Tometo Tomato
Fuzzy join for messy CSV data
Your data has typos. Your reference file doesn’t. Let’s fix that.
Tometo Tomato is a command-line tool that connects two CSV files by similarity, not just exact matches. It handles typos, abbreviations, accents, and formatting differences — so you can enrich your messy data using an authoritative reference table.

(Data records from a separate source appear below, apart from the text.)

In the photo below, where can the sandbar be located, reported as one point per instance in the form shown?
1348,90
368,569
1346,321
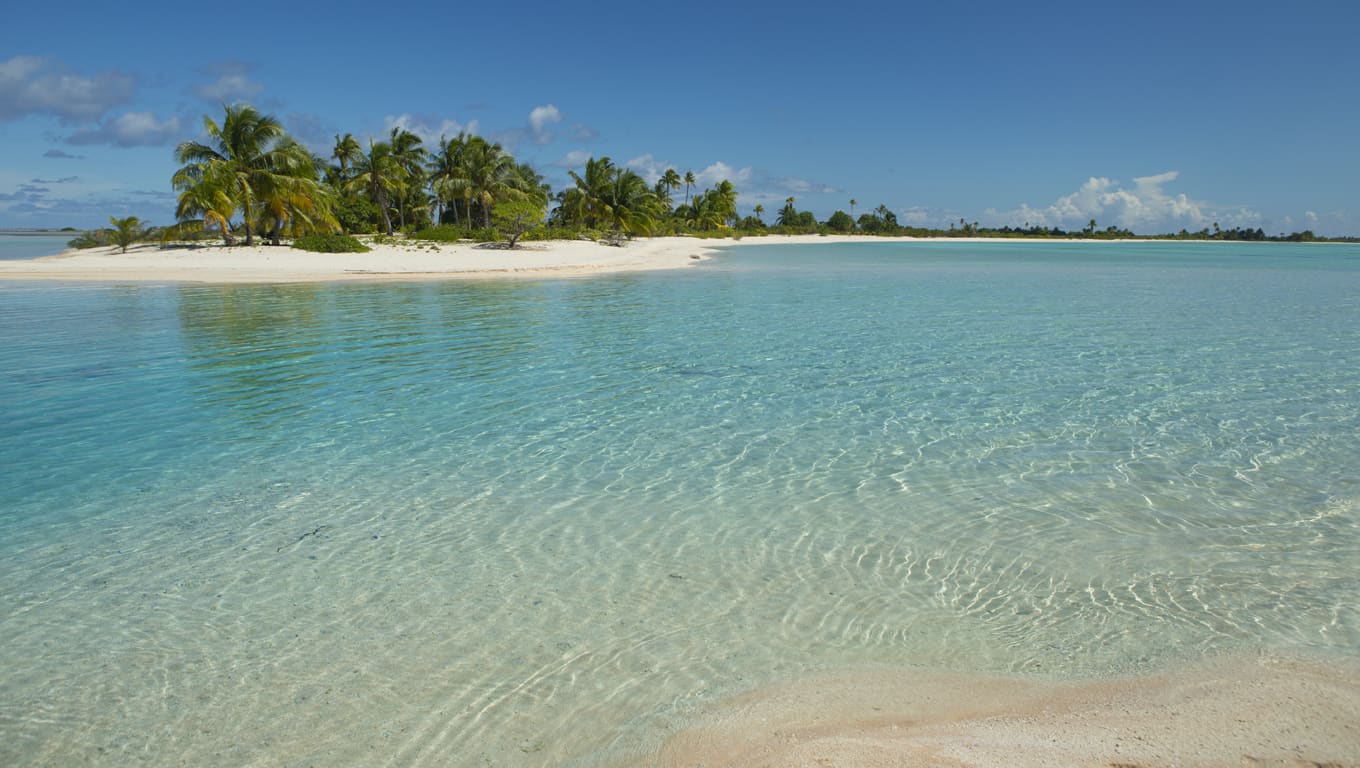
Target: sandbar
1261,711
396,260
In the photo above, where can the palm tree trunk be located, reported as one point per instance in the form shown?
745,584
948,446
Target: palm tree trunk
245,220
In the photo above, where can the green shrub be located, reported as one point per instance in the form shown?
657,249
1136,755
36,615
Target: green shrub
329,243
94,238
452,234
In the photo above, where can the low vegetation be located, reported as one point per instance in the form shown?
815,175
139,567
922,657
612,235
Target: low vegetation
331,242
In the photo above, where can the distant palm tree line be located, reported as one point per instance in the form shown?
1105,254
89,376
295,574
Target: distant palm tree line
252,171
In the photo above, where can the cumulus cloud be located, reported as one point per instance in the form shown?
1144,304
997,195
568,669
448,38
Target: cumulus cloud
1144,207
30,84
540,118
233,83
754,185
129,129
573,159
309,129
430,128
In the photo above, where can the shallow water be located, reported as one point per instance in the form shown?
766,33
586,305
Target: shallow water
543,522
19,246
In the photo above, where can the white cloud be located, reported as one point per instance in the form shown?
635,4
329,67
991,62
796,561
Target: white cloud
722,171
429,128
233,83
574,159
540,118
129,129
648,167
1144,208
30,84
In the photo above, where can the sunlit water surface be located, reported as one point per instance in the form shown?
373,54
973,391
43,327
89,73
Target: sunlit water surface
543,522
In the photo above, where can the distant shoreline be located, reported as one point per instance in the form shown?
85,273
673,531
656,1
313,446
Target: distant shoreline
420,260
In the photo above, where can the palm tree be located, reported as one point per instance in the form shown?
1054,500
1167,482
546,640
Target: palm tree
668,182
240,158
293,197
611,196
378,174
410,158
127,231
490,174
725,201
204,196
446,173
347,151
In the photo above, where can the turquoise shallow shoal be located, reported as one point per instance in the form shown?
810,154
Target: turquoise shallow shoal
541,522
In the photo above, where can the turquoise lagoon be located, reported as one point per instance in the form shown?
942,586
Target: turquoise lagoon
31,245
544,522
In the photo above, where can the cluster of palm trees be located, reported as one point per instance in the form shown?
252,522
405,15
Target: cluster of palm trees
460,182
608,197
253,166
252,169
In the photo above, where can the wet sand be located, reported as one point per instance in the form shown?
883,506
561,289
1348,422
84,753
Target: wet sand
1234,712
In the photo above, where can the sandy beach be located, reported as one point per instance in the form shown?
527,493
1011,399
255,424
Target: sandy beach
1283,712
401,260
397,260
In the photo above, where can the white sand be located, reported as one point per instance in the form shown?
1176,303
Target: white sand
1241,712
400,260
404,260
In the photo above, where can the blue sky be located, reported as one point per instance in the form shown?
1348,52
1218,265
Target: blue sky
1153,116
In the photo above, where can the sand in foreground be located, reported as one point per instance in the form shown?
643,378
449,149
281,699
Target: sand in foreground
1243,712
401,260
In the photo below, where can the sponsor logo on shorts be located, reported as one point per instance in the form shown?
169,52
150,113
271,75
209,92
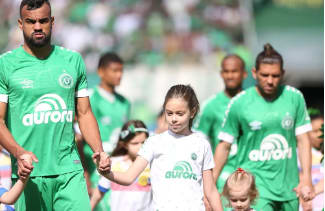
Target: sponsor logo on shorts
48,108
287,122
273,147
181,170
65,80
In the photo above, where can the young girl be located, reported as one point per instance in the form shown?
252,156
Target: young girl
180,160
240,190
138,195
11,196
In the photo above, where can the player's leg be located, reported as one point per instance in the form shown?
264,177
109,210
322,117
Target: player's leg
71,192
37,195
264,204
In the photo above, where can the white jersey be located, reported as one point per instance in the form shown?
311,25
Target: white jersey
135,197
176,166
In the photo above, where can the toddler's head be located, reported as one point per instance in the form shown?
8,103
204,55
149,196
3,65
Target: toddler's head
240,190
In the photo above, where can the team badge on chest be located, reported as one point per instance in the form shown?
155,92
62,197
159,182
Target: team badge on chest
287,122
66,80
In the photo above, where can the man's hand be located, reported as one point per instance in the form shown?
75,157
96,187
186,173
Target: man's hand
306,205
103,162
25,161
305,192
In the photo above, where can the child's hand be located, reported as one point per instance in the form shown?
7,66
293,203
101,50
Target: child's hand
27,158
305,192
103,162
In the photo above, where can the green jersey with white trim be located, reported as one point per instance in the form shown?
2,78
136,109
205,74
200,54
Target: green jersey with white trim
266,136
209,122
111,112
211,116
40,97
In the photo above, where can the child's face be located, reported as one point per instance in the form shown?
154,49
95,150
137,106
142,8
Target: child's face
239,200
134,145
178,116
316,132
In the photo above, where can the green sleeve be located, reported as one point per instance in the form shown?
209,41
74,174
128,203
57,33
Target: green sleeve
205,121
82,79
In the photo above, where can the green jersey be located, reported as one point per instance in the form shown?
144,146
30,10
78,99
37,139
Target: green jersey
111,112
209,122
266,136
40,97
210,118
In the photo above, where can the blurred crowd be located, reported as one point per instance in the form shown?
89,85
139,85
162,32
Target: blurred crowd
141,31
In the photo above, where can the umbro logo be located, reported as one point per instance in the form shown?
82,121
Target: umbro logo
26,83
255,125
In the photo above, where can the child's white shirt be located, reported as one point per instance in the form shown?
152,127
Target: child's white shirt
176,166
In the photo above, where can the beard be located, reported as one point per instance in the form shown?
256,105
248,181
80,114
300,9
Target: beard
37,43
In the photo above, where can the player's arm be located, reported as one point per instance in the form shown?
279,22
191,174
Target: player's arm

Built on DuckDB and rapidfuzz.
How It Works
The workflow has two steps:
Your file Reference file
(dirty data) (ground truth)
│ │
└──── tometo_tomato ──┘
│
Mapping table
(dirty → clean + score)
│
┌── exact join (duckdb) ──┐
│ │
Your file Corrected file
(original) (enriched)
Step 1. Run tometo_tomato to fuzzy-match your dirty column against a reference file. The output is a mapping table that links each dirty value to the best match.
Step 2. Use a standard exact join (e.g. with DuckDB) to bring the corrections back into your original file.
Quick Example
| municipality | region |
|---|---|
| Castro | Pugla |
| Castro | Lombardia |
| Calliano | Trentno-Alto Adige |
| Calliano | Piemnte |
| municipality_name | region | istat_code |
|---|---|---|
| Castro | Puglia | 075019 |
| Castro | Lombardia | 016065 |
| Calliano | Trentino-Alto Adige | 022032 |
| Calliano | Piemonte | 005013 |
tometo_tomato work.csv reference.csv \
-j "municipality,municipality_name" \
-j "region,region" \
-a istat_code -s -t 70 \
-o mapping.csv| municipality | region | ref_municipality_name | ref_region | istat_code | avg_score |
|---|---|---|---|---|---|
| Castro | Pugla | Castro | Puglia | 075019 | 95.5 |
| Castro | Lombardia | Castro | Lombardia | 016065 | 100.0 |
| Calliano | Trentno-Alto Adige | Calliano | Trentino-Alto Adige | 022032 | 98.6 |
| Calliano | Piemnte | Calliano | Piemonte | 005013 | 96.7 |
Matching on two column pairs (-j repeated) ensures “Castro, Pugla” maps to the correct Castro in Puglia, not the one in Lombardia.